In the meantime, the defendant received information in 1989 and 1991 from one Robert Bering that the insured had misrepresented material information on his application for insurance. The defendant neither investigated this information nor attempted to rescind the policy at those respective times. By decree dated February 14, 1994, Surrogate’s Court, Richmond County (D’Arrigo, S.), inter alia, declared James Hydell dead as of October 18, 1986. In its March 1994 answer to the complaint, the defendant asserted a counterclaim for rescission of the policy based upon the insured’s material misrepresentations in his application. The Supreme Court denied the plaintiff’s motion for summary judgment dismissing the counterclaim, and we affirm.

In accordance with Insurance Law § 3203, the policy of insurance herein contained a clause which prohibited the insurer from attempting to void the policy for any reason (other than nonpayment of premium) after the policy “has been in force during the insured’s lifetime for 2 years from the Issue Date”. It is well settled that when death occurs during this two-year period the right to contest is a continuing one (see, Simon v Government Empls. Life Ins. Co., 79 AD2d 705; Kosierowski v Madison Life Ins. Co., 31 AD2d 930; Berger v United States Life Ins. Co., 158 AD2d 440). It is also well settled that an insurer’s continued acceptance of premiums after learning of an event which allows for cancellation of the policy will result in a waiver of the right to rescind (see, Continental Ins. Co. v Helmsley Enters., 211 AD2d 589; Zeldman v Mutual Life Ins. Co., 269 App Div 53). The plaintiff argues that the defendant waived its right to rescind because it did not exercise this right after it became aware of Bering’s information.

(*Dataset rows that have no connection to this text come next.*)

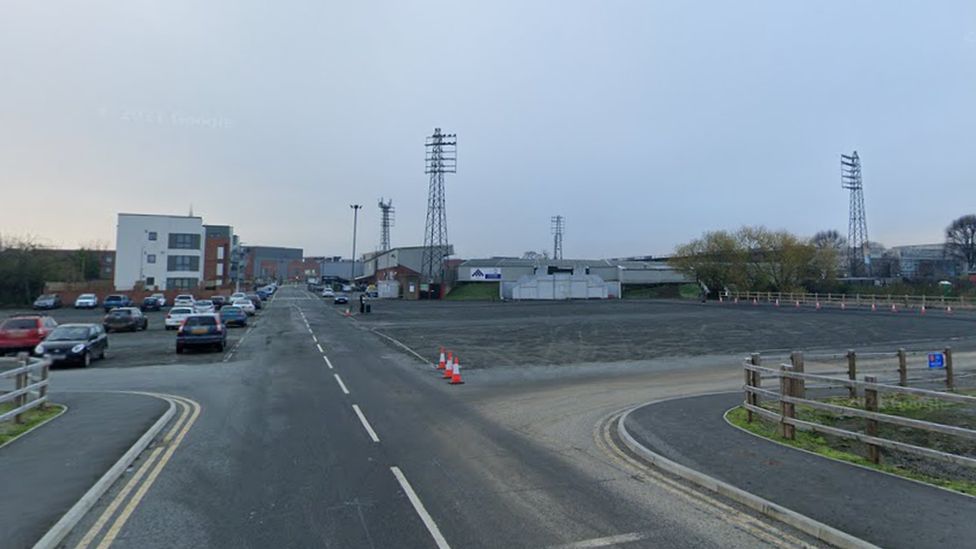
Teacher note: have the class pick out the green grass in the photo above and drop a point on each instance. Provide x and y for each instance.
(661, 291)
(10, 430)
(474, 291)
(815, 443)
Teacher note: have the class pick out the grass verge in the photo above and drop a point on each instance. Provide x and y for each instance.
(10, 430)
(474, 291)
(816, 443)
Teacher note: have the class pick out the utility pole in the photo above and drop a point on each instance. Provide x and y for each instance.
(440, 158)
(355, 220)
(558, 226)
(858, 250)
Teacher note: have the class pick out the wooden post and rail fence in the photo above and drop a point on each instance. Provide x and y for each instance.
(893, 302)
(30, 385)
(790, 393)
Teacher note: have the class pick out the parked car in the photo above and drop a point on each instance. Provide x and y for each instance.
(204, 330)
(24, 332)
(246, 305)
(86, 301)
(232, 315)
(48, 301)
(176, 316)
(149, 304)
(74, 343)
(125, 318)
(202, 306)
(116, 300)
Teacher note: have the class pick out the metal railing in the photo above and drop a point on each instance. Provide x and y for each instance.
(792, 392)
(31, 383)
(842, 300)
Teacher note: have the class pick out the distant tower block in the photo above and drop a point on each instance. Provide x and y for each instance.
(858, 254)
(558, 227)
(386, 221)
(441, 158)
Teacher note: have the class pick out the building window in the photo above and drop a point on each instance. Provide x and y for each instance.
(181, 283)
(182, 263)
(184, 241)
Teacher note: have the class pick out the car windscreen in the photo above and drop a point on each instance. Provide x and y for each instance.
(201, 321)
(69, 333)
(18, 324)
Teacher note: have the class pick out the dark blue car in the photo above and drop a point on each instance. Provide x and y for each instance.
(116, 300)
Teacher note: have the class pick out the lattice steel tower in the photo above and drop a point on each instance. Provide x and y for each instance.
(558, 226)
(441, 158)
(858, 254)
(386, 221)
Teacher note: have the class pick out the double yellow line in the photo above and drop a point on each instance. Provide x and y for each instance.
(145, 476)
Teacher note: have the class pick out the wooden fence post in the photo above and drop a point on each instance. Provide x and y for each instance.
(852, 371)
(871, 427)
(45, 374)
(902, 368)
(22, 381)
(787, 409)
(799, 385)
(950, 381)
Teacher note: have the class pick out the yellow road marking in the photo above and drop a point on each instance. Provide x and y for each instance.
(171, 441)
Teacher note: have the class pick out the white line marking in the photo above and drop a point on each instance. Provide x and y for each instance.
(418, 506)
(362, 418)
(341, 384)
(603, 542)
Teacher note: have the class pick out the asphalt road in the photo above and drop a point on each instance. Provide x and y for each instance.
(283, 453)
(515, 334)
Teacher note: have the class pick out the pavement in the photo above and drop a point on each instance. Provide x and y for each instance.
(885, 510)
(43, 473)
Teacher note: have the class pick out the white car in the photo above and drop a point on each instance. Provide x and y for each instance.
(246, 305)
(86, 301)
(176, 316)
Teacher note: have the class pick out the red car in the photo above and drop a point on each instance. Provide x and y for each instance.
(24, 332)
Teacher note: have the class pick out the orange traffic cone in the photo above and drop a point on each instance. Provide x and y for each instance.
(456, 375)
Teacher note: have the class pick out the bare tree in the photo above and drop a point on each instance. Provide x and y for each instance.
(961, 240)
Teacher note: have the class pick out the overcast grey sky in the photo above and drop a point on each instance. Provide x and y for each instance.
(644, 123)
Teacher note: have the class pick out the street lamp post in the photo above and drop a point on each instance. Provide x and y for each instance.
(355, 220)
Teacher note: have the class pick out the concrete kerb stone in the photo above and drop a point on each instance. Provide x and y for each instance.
(814, 528)
(69, 520)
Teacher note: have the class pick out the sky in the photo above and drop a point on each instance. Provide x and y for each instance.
(644, 123)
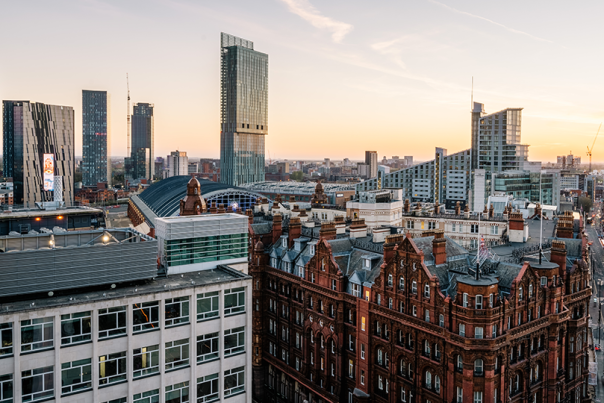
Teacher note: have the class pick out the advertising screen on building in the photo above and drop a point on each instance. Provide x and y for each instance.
(49, 172)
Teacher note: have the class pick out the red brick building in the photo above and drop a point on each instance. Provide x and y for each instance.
(341, 318)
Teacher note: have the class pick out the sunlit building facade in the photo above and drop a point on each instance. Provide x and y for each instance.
(244, 111)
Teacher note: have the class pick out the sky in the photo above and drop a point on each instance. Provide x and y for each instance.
(345, 76)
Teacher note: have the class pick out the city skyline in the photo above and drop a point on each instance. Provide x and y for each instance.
(338, 73)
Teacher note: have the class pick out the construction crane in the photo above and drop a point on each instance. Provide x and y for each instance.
(589, 150)
(128, 117)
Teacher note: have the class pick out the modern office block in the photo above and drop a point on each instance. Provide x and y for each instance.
(244, 111)
(96, 162)
(38, 146)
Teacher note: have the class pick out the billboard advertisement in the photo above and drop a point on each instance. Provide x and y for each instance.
(49, 172)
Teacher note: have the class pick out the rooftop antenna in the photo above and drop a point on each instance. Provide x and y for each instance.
(128, 116)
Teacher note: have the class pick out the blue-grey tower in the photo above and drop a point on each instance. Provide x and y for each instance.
(96, 162)
(244, 111)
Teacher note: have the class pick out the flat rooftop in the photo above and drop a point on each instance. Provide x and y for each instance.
(222, 274)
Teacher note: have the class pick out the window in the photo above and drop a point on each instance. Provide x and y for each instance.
(478, 367)
(36, 334)
(6, 339)
(207, 305)
(145, 360)
(207, 389)
(112, 322)
(75, 328)
(177, 354)
(145, 316)
(356, 290)
(177, 393)
(37, 384)
(234, 301)
(112, 368)
(207, 347)
(177, 311)
(6, 388)
(151, 396)
(234, 341)
(76, 376)
(478, 302)
(234, 381)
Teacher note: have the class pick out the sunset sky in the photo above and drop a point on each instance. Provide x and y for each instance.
(345, 76)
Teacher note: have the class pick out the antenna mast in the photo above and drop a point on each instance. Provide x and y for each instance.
(128, 116)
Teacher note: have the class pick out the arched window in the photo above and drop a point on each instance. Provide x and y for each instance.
(478, 367)
(428, 380)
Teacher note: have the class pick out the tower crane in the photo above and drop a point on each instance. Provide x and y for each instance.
(589, 150)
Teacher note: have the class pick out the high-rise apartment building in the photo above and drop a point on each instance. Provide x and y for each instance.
(371, 160)
(178, 163)
(244, 111)
(38, 151)
(142, 163)
(496, 143)
(96, 162)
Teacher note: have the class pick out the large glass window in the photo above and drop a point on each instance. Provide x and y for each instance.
(145, 316)
(6, 339)
(207, 305)
(6, 388)
(177, 311)
(36, 334)
(177, 354)
(112, 322)
(205, 249)
(207, 347)
(145, 360)
(112, 368)
(178, 393)
(37, 384)
(76, 376)
(75, 328)
(207, 389)
(234, 301)
(234, 341)
(151, 396)
(234, 381)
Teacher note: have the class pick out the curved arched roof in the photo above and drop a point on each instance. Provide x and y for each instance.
(163, 197)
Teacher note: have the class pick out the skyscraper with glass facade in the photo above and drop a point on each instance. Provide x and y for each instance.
(96, 163)
(141, 163)
(38, 151)
(244, 111)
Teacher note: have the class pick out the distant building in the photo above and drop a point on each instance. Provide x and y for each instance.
(38, 151)
(244, 111)
(371, 160)
(178, 164)
(142, 158)
(96, 160)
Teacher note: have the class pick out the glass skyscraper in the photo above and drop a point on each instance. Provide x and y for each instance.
(96, 162)
(244, 111)
(141, 164)
(32, 131)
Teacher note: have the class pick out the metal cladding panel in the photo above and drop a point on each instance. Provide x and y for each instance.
(67, 268)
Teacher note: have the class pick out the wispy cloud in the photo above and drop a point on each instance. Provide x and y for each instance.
(515, 31)
(306, 11)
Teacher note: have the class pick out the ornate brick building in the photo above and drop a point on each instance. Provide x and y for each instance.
(353, 318)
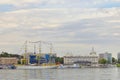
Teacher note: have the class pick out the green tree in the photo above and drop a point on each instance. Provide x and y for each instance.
(102, 61)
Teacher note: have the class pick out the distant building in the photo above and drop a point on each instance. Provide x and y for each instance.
(107, 56)
(93, 53)
(8, 60)
(32, 58)
(118, 56)
(82, 59)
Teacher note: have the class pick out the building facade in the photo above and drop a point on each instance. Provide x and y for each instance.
(85, 59)
(8, 60)
(118, 56)
(107, 56)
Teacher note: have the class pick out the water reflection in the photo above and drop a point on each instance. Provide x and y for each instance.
(43, 74)
(62, 74)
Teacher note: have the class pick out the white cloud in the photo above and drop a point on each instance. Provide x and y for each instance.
(67, 26)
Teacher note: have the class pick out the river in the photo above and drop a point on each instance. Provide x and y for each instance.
(62, 74)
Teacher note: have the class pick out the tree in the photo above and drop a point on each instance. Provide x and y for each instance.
(102, 61)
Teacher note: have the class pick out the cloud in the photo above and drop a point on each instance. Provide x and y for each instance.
(64, 26)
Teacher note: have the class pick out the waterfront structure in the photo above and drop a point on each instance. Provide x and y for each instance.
(31, 58)
(92, 60)
(107, 56)
(118, 57)
(8, 60)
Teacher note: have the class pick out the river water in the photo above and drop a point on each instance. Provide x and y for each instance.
(62, 74)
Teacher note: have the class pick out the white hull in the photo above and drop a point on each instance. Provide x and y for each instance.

However, the plaintiffs argument fails to recognize that Ber*513ing’s information was provided in 1989 and 1991, which was after the two-year period of contestability had already passed. Accordingly, even if the insured had made material misrepresentations on his application, the insurer’s knowledge of those misrepresentations after the two-year period had passed could not form the basis of an “event allowing for the cancellation of the policy” (Continental Ins. Co. v Helmsley Enters., supra, at 589). Indeed, even if the insurer had investigated Bering’s information and found it to be completely accurate with respect to the alleged misrepresentations, it did not have a contractual right to rescind the policy at that time unless it could have simultaneously concluded that the insured had in fact died within the two-year period of contestability. However, the insurer could not reach such a conclusion until the February 1994 decree from the Surrogate’s Court which declared the insured dead as of October 18, 1986 (see, EPTL 2-1.7).

Therefore, since the insurer’s right to rescind did not come into being until February 1994, when it was aware of both the fact that the insured died within the period of contestability and the alleged misrepresentation, the insurer could not have intentionally waived its right to rescind before that time (see generally, Werking v Amity Estates, 2 NY2d 43). Santucci, J. P., Joy, Friedmann and Luciano, JJ., concur.